Speaking out: On Lura Vogelman

Justine Saccardi Kahn, ’02, M.S. ’04, on Lura Haynie Vogelman, M.S. ’87

By Magazine Staff  |  Photo by Cory Donovan

Justine Saccardi Kahn, ’02, M.S. ’04, knows the impact a stroke can have on a person—and on a family. Twenty-five years ago her father had two strokes and lost the ability to speak. He spoke his first word—cake—on her sister’s twelfth birthday.

Still, even as Kahn and her family celebrated the progress her father made with his speech therapist, she wasn’t considering speech-language pathology as a career.

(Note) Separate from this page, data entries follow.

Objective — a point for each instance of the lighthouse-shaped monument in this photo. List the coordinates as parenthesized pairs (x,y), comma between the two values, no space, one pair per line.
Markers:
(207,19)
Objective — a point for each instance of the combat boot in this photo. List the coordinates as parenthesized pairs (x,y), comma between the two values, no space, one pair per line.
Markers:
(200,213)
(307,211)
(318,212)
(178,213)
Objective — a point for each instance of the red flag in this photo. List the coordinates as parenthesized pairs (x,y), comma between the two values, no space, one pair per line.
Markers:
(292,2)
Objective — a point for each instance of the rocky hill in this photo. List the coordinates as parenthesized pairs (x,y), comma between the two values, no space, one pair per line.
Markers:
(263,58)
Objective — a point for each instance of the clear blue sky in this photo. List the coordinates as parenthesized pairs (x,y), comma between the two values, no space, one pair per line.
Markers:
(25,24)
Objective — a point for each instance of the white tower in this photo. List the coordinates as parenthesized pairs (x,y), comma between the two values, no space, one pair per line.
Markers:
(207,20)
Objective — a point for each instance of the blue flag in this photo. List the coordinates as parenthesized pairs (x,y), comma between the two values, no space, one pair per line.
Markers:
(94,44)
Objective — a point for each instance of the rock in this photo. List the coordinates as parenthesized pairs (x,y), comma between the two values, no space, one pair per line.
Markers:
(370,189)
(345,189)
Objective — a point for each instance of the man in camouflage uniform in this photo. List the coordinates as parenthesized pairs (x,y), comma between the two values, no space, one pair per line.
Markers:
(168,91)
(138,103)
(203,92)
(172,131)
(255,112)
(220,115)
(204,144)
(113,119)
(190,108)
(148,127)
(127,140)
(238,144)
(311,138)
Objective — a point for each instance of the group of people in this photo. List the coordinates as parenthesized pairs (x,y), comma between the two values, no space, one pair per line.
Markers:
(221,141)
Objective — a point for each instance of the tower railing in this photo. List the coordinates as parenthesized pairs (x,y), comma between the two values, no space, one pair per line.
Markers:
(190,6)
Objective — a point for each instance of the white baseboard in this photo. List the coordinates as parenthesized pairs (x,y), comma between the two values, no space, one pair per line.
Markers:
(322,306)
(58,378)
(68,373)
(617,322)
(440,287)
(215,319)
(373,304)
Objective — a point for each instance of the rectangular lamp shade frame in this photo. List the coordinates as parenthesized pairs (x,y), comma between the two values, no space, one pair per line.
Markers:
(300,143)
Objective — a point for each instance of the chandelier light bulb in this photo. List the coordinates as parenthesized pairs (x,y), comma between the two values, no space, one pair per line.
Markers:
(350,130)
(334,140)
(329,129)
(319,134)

When she started at Loyola, Kahn was planning to study biology and pursue the pre-med track.

Then she started taking speech-language pathology classes and met Lura Haynie Vogelman, M.S. ’87, a clinical faculty member in speech-language pathology. “She was one of my first teachers,” Kahn said. “She was really inspirational and really gave a lot of real-life, practical knowledge.”

Kahn and Vogelman

Vogelman was working in a hospital at the time and shared her on-the-job experiences with her students. Hearing those stories helped Kahn define her career path. She works now as a speech therapist for Mercy Medical Center in Baltimore—and is often reminded of Vogelman.

“One of the areas of our job is called aphasia, which is when someone has a stroke and has a problem with their language skills. She was the aphasia expert in school, and every time one of those patients comes across, I think of her,” said Kahn, who is married to Daniel Kahn, ’02.

When she told her father of her career choice, he understood. “It was very meaningful for him,” she said. “Even 25 years later he still remembers his speech therapist.”